His thoughts on the innocence of children as the reason why they perceive the beauty of things in a primal manner, due to cutting through the idiosyncrasy of what they schopenauer and straight to the genus and then the Platonic Idea behind it, was also sweet.

Or maybe just tired of reading one particular type of book on psychology repeatedly me and self-helpand sufferongs what to read instead. Oct 26, Anna Maria rated it really liked it. This is very dark, and the harsh contrasts it draws between ‘man’ and ‘brute’ appear, at first, as much an indulgence of the human ego as a reflection on the human condition. Yet, Schopenhauer’s essay twists and turns beautifully, working its way through a body of rhetoric including the existential ideology of multiple creeds and cultures to rest in the bowels of human suffering itself- effectively discrediting the assumption that our ‘mortal coil’ needn’t be a state of suffering at all.

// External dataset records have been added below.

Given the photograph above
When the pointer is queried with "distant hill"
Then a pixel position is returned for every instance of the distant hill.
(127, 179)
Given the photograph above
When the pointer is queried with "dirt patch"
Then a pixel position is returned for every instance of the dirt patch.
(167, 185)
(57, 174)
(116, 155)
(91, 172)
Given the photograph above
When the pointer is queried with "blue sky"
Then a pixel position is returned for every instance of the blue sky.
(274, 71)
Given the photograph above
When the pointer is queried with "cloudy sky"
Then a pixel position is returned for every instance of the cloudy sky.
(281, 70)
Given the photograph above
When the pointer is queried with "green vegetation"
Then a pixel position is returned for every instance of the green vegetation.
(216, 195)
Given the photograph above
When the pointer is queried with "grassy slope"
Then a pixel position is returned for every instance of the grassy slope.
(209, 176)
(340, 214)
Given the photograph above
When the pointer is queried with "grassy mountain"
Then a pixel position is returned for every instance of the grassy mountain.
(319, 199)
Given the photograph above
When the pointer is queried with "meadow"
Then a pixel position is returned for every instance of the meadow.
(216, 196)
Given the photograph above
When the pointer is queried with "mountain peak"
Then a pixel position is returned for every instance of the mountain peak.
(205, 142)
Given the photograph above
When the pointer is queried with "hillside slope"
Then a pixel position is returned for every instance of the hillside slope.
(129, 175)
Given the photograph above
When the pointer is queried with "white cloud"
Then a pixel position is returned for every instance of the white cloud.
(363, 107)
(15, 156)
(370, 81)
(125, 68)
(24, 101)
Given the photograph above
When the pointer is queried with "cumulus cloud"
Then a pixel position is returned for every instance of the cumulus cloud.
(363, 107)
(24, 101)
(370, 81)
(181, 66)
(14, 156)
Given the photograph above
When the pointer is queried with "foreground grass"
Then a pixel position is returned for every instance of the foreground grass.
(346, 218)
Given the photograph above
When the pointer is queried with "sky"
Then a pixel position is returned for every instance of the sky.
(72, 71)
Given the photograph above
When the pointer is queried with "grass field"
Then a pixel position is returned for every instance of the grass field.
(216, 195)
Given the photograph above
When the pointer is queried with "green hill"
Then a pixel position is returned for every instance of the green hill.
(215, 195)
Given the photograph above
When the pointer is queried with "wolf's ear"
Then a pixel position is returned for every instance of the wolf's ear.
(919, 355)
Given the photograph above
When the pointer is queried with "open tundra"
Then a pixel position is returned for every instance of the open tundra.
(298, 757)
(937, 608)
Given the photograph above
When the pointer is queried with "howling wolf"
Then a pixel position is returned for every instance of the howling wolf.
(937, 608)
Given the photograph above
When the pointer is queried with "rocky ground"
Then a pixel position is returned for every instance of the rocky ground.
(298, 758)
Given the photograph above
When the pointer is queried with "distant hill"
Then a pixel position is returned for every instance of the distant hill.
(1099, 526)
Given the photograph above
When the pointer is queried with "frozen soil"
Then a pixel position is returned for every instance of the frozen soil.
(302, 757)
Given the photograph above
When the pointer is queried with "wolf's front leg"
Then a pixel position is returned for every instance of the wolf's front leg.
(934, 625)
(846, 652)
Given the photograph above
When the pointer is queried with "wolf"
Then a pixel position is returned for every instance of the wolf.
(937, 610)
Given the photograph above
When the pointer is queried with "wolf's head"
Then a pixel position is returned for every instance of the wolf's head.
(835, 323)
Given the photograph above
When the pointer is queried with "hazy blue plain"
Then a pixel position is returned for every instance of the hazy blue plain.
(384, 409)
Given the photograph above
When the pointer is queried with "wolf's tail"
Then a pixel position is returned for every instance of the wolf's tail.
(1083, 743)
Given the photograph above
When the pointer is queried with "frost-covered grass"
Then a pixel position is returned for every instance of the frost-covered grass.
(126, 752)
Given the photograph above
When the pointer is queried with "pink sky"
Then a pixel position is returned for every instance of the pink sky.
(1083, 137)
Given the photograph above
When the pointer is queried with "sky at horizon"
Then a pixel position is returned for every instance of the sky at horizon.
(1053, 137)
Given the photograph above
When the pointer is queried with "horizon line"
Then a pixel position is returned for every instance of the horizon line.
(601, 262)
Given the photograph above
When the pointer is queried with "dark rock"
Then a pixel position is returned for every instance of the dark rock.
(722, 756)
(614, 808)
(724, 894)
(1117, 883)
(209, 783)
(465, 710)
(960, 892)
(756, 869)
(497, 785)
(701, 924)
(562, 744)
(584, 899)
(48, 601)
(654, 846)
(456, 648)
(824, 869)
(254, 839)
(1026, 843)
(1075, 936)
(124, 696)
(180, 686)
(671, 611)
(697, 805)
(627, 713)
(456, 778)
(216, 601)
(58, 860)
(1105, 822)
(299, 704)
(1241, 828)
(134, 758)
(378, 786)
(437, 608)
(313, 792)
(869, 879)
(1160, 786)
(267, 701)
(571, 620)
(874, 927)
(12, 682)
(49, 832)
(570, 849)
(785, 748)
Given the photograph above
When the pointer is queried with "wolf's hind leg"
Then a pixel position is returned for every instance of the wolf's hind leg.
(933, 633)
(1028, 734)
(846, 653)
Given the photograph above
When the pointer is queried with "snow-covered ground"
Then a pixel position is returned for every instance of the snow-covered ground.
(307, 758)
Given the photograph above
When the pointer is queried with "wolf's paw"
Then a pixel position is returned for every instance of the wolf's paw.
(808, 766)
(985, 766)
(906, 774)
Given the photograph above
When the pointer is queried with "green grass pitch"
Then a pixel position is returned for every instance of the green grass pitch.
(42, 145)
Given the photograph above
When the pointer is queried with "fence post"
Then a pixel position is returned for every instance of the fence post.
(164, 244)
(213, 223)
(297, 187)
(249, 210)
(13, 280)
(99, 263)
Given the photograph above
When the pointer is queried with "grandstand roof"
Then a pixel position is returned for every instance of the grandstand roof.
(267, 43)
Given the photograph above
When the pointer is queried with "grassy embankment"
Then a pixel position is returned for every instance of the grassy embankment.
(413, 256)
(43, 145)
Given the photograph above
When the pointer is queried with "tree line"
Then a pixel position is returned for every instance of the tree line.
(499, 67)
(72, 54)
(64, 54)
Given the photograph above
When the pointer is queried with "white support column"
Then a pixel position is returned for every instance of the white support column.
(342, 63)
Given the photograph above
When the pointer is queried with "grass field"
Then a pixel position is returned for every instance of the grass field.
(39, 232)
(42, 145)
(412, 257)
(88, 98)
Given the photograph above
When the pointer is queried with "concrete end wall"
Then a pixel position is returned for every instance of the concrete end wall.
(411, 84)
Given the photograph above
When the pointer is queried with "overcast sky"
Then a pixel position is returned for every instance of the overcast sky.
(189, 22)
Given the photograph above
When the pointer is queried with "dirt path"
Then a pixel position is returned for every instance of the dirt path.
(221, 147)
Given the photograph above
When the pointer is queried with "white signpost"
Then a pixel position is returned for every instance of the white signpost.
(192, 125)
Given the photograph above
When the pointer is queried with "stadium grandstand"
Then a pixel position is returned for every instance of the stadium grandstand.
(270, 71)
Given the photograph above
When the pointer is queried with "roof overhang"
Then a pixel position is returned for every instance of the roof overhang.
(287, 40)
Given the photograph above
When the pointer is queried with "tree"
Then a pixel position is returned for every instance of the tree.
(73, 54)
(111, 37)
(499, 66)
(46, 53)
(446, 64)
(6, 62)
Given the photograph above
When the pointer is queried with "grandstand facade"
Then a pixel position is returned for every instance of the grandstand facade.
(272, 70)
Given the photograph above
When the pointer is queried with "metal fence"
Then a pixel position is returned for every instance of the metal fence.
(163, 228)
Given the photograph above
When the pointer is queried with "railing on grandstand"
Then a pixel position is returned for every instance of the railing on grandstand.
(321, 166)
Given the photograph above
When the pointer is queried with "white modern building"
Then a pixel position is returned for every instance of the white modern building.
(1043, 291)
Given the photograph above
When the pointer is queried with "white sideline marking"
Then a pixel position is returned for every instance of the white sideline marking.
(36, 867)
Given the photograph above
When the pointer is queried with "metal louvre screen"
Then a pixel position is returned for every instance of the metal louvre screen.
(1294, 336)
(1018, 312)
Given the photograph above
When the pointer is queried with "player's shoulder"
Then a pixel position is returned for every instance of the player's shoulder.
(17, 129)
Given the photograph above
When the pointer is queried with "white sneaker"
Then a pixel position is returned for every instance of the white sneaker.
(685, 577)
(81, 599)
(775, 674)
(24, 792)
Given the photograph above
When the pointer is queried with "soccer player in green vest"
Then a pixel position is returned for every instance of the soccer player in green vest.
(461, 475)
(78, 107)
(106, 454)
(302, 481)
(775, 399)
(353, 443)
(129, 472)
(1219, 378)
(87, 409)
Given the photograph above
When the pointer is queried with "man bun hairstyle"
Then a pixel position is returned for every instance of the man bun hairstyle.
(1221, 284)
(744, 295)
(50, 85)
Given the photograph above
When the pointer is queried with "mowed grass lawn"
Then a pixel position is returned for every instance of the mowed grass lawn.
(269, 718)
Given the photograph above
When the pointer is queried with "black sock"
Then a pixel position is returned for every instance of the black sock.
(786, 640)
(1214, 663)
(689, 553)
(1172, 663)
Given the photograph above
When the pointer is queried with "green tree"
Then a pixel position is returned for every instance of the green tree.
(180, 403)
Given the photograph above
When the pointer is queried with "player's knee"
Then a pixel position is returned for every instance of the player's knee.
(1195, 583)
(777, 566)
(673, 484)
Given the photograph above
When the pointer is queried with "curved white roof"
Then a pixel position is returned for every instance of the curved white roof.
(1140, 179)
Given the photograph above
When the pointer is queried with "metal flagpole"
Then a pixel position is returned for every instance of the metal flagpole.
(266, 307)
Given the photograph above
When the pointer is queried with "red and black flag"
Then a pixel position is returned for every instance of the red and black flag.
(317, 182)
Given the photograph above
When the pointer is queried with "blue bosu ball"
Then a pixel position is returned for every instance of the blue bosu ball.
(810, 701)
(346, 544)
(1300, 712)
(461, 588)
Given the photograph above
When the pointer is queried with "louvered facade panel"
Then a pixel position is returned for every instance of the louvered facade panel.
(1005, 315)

The p This is very dark, and the harsh contrasts it draws between ‘man’ and ‘brute’ appear, at first, as much an indulgence of the human ego as a reflection on the human condition. The philosopher briefly shares thoughts on longevity, breeding, indulgence, distraction and spectacle which are eerily preemptive of a modern society that appears fixated on self-gratification, celebrity and legacy as though it might somehow cheat suffering and inevitable death by simply never looking mortality or The Grim Reaper in the eye except where the demise of others is concerned, of course.

In light of such thoughts and reflections, Schopenhauer’s call for compassion appears perfectly ‘soulful’ or ‘divine’- yet it does not simply surmise what it is that sufterings human connectivity and existence tolerable, nay desirable, rather the philosopher effectively weighs his thoughts against examples of individual and collective human and ‘brute’ or beast experiences to illustrate his stance.

In fact, his philosophical stance in this essay seems almost entirely devoid from explorations of the noumenal realm in favour of the sentient experience and, as such, it is not so much a question of sugferings is suffering’ that Schopenhauer is presenting here as ‘why is suffering’. I found Arthur Schopnhauer’s conclusions to be very enlightening.